Por: Fiorella Masís 3 febrero, 2016

Dos expulsiones infantiles le impidieron a Costa Rica mostrar sus armas ofensivas ante Venezuela, pero al mismo tiempo le dieron la oportunidad a la zaga de resaltar sus condiciones al soportar la exigencia rival.

La Selección cayó anoche 1-0 ante la Vinotinto, en un juego en que Johan Venegas, al 42’, y David Ramírez, en el 65’, recibieron tarjeta roja por acciones tontas.

El primero se fue del juego por reclamar constantemente al árbitro, mientras que Ramírez vio la doble tarjeta amarilla por sujetar a un rival en medio campo.

El gol en contra cayó cuando la Tricolor superaba esas bajas y lograba el empate, ante un grave error del arquero Marco Madrigal, quien soltó el balón, al 88’.

El venezolano Wilker Aguilar aprovechó el parpadeo del portero de Santos de Guápiles y cabeceó para sentenciar el duelo.

Madrigal pasó de un juego aceptable a traerse abajo el gran esfuerzo de él y su defensa.

Ese yerro del nacional fue el único lunar de la parte baja de una Tricolor que aprovechó el primer fogueo del año para mostrar una buena cara.

Johnny Acosta era el único habitual en la línea de tres; acompañado por Kendall Waston, quien volvió a dejar claro que es una alternativa de lujo para la Sele , y José Mena, quien no decepcionó, plantándose sin problema.

Por los costados la historia no fue diferente.

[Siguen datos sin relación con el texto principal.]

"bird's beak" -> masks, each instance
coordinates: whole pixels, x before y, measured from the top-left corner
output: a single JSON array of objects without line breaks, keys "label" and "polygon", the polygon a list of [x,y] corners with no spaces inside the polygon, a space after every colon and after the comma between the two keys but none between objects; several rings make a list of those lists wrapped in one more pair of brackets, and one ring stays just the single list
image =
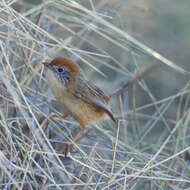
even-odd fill
[{"label": "bird's beak", "polygon": [[42,62],[42,64],[43,64],[44,66],[48,67],[49,69],[52,69],[50,62]]}]

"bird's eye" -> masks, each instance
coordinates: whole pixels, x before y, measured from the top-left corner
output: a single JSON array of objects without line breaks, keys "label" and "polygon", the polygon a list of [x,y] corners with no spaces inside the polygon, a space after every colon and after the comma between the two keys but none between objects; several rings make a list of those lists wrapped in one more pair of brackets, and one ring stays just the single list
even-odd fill
[{"label": "bird's eye", "polygon": [[59,72],[59,73],[62,73],[62,72],[63,72],[63,68],[59,67],[59,68],[58,68],[58,72]]}]

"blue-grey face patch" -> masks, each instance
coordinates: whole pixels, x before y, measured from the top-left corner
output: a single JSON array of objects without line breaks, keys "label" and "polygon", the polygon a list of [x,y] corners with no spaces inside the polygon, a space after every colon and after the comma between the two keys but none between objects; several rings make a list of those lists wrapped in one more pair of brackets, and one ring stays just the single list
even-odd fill
[{"label": "blue-grey face patch", "polygon": [[54,67],[57,79],[64,85],[68,83],[70,74],[65,67]]}]

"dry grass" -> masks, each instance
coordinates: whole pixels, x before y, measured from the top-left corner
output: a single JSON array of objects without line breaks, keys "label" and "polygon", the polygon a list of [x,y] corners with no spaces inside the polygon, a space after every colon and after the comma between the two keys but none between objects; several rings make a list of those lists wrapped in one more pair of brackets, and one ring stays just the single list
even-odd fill
[{"label": "dry grass", "polygon": [[[38,122],[42,116],[61,115],[41,64],[58,55],[80,62],[88,77],[111,89],[110,93],[141,70],[139,57],[148,56],[151,62],[154,58],[170,70],[188,73],[112,24],[111,16],[102,11],[105,4],[47,0],[31,7],[22,1],[0,2],[1,189],[190,187],[188,154],[184,157],[190,149],[188,82],[159,100],[145,81],[139,82],[149,102],[137,107],[135,87],[132,109],[127,92],[113,98],[117,126],[105,121],[89,127],[79,144],[69,138],[77,127],[74,121],[50,120],[46,134],[45,123]],[[128,55],[133,72],[108,47]],[[175,101],[174,120],[167,111]],[[74,143],[70,159],[62,154],[65,139]]]}]

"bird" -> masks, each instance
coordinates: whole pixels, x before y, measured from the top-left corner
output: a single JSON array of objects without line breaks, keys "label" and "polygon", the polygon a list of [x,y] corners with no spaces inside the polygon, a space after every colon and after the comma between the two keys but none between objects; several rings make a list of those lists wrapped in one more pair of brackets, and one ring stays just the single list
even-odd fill
[{"label": "bird", "polygon": [[[43,62],[43,65],[48,68],[46,79],[52,94],[64,110],[62,118],[71,116],[79,123],[79,130],[72,133],[74,140],[87,125],[109,118],[116,122],[111,110],[111,96],[88,80],[76,62],[57,57],[50,62]],[[65,156],[69,149],[68,145]]]}]

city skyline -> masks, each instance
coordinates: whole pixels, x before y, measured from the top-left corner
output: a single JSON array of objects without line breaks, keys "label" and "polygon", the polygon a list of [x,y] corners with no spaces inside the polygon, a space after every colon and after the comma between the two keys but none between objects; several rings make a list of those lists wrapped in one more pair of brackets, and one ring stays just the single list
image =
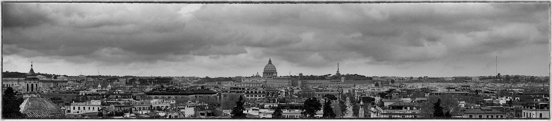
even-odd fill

Waylon Francis le mostró más opciones por la izquierda a Óscar Ramírez por si las necesita en la eliminatoria, mientras que el debutante Allan Miranda no se achicó, primero al jugar por la derecha y luego como central para frenar al rival.

Eso sí, los carrileros no aportaron mucho en ofensiva, sobre todo cuando Costa Rica estaba diezmada y los suramericanos aprovechaban para atacar.

Con ese panorama, el Macho tuvo que mover sus cartas, pasando a jugar con cuatro defensores en el centro y una línea de tres delante de ellos, por lo que se vio afectada la parte ofensiva.

Las pruebas en esa zona no fueron opción para el técnico.

Daniel Colindres, Venegas y Ramírez no se encontraron, pese a que este último tuvo una clara oportunidad en el 17’, pero su brújula estuvo perdida.

Después de ahí, el primer remate directo se gestó hasta el minuto 34 con un disparo de Venegas que rechazó el arquero.

Luego vino la expulsión de Johan y tras el descanso, el estratega intentó buscar el contragolpe con el ingreso de Kenny Cunningham, bajando un poco al Chícharo para crear peligro.

Sin embargo, la nueva tarjeta roja frenó cualquier táctica y Cunningham quedó solo.

Fue el momento cuando los locales mostraron más ímpetu para irse al frente y darle problemas a la Selección Nacional, aunque tuvo ocasión de anotar.

Jordan Smith, al 84’ y con solo siete minutos en el campo, remató desde fuera del área, pero el portero envió el esférico al tiro de esquina. Esa fue la opción más clara de una Sele que sacó enseñanzas de un cotejo amargo.